Many proteins are oxygen-sensitive. If I want a lot of those proteins, is there any solution to express and isolate those proteins without loss of their activity?
for small scale, I used to degass the water by passing argon or nitrogen gas through it as it was cooling after boiling. Then add sodium dithionite. DTT is not good enough, typically. Then grow the bacteria in carboys with tops. If you have a glove box, you can purify and assay in there.

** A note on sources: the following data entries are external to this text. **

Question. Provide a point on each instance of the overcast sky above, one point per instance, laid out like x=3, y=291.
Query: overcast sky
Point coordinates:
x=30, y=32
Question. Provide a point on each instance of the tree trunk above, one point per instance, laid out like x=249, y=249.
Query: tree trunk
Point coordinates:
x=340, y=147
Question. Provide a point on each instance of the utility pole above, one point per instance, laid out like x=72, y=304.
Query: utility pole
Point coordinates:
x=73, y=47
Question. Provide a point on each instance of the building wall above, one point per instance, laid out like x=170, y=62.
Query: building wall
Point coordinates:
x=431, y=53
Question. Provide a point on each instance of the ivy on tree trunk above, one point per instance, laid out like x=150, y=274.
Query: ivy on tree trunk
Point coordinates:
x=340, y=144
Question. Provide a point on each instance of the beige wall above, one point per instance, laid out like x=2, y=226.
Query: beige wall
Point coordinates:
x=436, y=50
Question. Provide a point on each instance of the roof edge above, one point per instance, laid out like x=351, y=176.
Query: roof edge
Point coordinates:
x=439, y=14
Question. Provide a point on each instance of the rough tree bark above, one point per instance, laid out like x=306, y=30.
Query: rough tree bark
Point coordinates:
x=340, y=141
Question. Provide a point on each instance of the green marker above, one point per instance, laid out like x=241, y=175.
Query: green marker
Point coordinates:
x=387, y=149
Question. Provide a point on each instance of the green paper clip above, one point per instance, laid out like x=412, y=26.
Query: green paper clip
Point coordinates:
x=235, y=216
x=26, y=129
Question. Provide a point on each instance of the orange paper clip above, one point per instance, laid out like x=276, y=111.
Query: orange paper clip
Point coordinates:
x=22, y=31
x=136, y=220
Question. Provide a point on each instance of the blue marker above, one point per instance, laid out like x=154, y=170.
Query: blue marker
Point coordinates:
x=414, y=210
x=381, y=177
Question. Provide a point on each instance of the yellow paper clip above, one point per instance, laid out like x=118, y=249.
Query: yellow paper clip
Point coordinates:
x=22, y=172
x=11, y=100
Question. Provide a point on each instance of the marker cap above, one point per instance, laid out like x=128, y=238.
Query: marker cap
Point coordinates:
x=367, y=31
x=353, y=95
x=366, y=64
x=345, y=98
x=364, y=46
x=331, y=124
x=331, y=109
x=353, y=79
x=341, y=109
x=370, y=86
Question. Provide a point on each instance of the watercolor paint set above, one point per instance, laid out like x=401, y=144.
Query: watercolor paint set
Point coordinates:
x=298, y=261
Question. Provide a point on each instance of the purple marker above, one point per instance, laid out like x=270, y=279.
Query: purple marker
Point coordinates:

Otherwise you may need to purify outside the glove box and possibly reactivate your enzyme. I used glass capillary type tubes for the assays and sealed the ends with a flame. During the purification degassed water, with dithionote was used in the buffer. And when I ran a column, I collected the tubes and passed argon over the top before sealing them with rubber stoppers. I never had a glove box. My enzyme was lysine 2,3 amino mutase from clostridia. For reactivation, it also required dihydtolipoamide. You can check out my publications for details.
By far the best solution to this is to use an anaerobic glove box to break open the cells and purify the proteins of interest. This requires quite a lot of investment (dedicated glove box and FPLC system inside it). We have used this approach to study many O2-sensitive proteins, including the O2-sensing transcriptional regulator FNR from E. coli.
Someone mentioned adding Sodium dithionite. Do I need to add it during cultivation or during protein purification? What is a good concentration to use?